Un vero e proprio giallo ha travolto Stignano, piccolo centro collinare della Locride. Un operaio di cinquant’anni, sposato e padre di due gemelle minorenni, è stato rinvenuto privo di vita all’interno della propria abitazione, dove risiedeva con la famiglia. A rendere drammatico e complesso il quadro è il ritrovamento di evidenti tracce di sangue, scoperte sia nelle immediate vicinanze della salma sia in diversi altri punti dell’immobile. L’allarme è scattato tempestivamente, facendo confluire sul posto gli operatori sanitari del 118 dell’Azienda sanitaria provinciale di Reggio Calabria. Ogni tentativo di rianimazione condotto dal personale medico si è rivelato purtroppo vano, fino alla formale constatazione del decesso.

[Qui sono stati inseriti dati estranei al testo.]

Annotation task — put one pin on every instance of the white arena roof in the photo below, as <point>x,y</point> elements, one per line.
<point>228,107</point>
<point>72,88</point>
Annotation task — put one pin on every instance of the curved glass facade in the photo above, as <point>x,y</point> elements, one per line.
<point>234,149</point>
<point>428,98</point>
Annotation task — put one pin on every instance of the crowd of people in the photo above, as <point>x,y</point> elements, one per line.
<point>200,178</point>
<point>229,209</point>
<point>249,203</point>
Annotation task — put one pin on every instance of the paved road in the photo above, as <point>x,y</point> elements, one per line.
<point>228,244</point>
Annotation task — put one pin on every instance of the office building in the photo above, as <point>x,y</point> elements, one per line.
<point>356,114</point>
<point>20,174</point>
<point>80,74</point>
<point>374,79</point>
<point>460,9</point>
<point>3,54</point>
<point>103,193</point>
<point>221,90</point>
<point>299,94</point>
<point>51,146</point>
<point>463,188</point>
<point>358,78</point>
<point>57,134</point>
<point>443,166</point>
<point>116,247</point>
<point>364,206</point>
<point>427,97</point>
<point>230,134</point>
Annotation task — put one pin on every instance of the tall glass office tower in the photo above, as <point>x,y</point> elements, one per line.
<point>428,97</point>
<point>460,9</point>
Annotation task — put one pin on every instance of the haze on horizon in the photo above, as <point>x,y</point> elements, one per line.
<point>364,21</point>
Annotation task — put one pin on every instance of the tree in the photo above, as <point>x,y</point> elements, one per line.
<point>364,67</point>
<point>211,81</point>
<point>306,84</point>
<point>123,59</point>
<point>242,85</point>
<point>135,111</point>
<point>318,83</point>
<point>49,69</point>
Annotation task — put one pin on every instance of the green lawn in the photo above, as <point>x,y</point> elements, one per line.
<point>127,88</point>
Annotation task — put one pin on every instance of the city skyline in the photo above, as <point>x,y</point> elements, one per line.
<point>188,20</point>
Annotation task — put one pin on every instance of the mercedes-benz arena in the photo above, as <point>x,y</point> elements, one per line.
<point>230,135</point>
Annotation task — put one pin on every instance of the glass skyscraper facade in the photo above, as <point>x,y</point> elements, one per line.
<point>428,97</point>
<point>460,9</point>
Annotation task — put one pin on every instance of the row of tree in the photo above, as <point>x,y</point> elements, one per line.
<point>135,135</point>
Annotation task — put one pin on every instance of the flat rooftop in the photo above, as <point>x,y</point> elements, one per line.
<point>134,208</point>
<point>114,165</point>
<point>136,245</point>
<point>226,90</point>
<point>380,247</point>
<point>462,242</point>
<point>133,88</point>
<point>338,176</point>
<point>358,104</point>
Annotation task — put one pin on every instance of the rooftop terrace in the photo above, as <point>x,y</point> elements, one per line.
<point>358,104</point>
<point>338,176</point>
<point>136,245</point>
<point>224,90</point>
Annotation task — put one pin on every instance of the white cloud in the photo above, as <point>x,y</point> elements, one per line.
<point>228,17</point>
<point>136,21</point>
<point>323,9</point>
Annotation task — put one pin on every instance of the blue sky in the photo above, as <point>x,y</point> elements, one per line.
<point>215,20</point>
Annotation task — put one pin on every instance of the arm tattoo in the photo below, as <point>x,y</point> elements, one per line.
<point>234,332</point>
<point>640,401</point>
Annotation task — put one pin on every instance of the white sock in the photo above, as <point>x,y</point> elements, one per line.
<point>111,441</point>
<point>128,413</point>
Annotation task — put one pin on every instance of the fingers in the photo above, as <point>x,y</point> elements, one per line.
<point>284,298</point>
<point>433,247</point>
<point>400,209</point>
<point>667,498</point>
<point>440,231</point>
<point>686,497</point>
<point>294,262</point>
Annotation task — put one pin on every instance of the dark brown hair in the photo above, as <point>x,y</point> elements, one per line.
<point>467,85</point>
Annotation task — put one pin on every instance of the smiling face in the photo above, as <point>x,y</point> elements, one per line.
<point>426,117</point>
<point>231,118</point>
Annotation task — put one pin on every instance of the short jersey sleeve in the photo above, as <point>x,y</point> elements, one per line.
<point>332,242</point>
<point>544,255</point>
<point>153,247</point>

Le indagini dei Carabinieri e gli accertamenti della Procura
Sulle cause della morte vige al momento il massimo riserbo e gli investigatori mantengono aperte tutte le direttrici d’indagine. L’intera scena dell’evento è stata prontamente isolata e posta sotto sequestro dai Carabinieri della Compagnia di Roccella Jonica, che hanno avviato i primi Rilievi Tecnico-Scientifici in attesa dell’arrivo del medico legale nominato dalla Procura della Repubblica di Locri. Soltanto i riscontri necroscopici e gli approfondimenti investigativi condotti dai militari dell’Arma nelle prossime ore potranno fare piena luce sulle cause del decesso e chiarire le precise dinamiche dell’accaduto, stabilendo se si sia trattato di un tragico incidente domestico, di un malore o di un fatto di natura violenta.